Wednesday, January 17, 2007

Montaigne and Bacon on death:

My partner DR and I were last night talking about death. DR espoused the same view of Montaigne, the stoicism of which is evident in Montaigne's words about death here:

If you don't know how to die, don't worry. Nature will tell you what to do on the spot, fully and adequately. She'll do the job perfectly for you. Don't bother your head about it.

We trouble our life by concern about death, and death by concern about life. One torments us, the other frightens us. It is not against death that we prepare outselves - that is too momentary a thing. A quarter hour of suffering, without consequences, without harm, does not deserve any particular precepts. To tell the truth, we prepare ourselves against the preparations of death.

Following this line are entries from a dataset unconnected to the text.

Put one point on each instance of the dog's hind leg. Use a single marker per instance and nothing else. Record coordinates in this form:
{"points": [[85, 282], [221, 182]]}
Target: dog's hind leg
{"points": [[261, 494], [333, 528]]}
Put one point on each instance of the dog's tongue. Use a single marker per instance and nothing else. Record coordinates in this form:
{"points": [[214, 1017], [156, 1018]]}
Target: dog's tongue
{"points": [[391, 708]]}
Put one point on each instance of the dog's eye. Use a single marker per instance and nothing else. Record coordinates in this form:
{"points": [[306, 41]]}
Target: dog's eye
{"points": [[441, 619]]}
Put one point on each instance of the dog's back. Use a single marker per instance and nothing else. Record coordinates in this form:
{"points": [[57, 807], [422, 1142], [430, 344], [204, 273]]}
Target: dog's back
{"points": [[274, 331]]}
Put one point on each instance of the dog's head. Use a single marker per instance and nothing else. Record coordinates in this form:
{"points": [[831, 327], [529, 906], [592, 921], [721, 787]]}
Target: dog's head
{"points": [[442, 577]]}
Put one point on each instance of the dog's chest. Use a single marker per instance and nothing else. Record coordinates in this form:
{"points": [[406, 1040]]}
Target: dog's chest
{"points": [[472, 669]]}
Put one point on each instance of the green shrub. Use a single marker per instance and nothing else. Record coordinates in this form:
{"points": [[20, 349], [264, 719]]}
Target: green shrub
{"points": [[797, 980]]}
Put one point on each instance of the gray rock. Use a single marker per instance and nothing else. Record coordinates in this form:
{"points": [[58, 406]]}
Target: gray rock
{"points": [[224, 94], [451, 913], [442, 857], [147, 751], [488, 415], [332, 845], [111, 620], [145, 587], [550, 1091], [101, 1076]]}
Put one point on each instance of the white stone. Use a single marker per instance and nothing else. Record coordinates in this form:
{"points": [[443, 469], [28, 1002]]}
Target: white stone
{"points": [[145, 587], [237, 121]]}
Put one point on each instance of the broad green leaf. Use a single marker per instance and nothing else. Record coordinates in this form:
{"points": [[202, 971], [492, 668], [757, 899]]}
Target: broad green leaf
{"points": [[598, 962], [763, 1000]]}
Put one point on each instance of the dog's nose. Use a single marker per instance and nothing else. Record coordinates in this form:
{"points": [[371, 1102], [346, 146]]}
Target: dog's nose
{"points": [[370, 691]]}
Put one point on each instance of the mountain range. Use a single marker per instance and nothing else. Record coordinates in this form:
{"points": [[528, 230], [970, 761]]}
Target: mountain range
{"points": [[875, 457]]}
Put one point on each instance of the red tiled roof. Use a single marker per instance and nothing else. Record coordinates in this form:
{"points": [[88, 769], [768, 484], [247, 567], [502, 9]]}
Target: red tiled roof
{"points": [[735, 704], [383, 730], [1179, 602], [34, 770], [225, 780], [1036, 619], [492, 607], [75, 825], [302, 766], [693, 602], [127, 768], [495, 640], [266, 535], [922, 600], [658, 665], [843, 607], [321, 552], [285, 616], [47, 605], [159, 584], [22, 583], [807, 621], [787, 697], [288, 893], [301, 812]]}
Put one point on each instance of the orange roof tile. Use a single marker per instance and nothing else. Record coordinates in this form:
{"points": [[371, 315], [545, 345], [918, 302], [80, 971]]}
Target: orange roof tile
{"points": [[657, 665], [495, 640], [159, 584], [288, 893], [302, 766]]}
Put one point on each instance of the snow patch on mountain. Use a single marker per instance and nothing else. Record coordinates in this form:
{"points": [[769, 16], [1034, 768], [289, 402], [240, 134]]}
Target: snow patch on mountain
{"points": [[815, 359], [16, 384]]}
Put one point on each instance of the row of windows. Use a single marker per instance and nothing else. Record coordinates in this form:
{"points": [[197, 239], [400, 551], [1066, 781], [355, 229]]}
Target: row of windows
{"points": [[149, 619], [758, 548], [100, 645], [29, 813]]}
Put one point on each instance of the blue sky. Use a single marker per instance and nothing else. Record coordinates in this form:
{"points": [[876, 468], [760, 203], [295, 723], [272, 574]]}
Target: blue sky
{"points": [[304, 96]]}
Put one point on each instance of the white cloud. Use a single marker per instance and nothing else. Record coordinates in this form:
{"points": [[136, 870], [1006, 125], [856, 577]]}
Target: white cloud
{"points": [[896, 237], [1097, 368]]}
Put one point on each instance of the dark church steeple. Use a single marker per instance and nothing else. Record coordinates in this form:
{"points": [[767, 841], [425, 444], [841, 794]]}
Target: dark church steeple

And here is Francis Bacon on Death:

It is as natural to die, as to be born; and to a little infant, perhaps, the one is as painful, as the other. He that dies in an earnest pursuit, is like one that is wounded in hot blood; who, for the time, scarce feels the hurt; and therefore a mind fixed, and bent upon somewhat that is good, doth avert the dolors of death.

Both men minimise death's power. One man says, in effect, that nature does death for you. The other man says that if any emotion or thought can take the mind of death, as it clearly does every day, then how much more so a purposeful focus on "an earnest pursuit" makes death seem a meagre thing.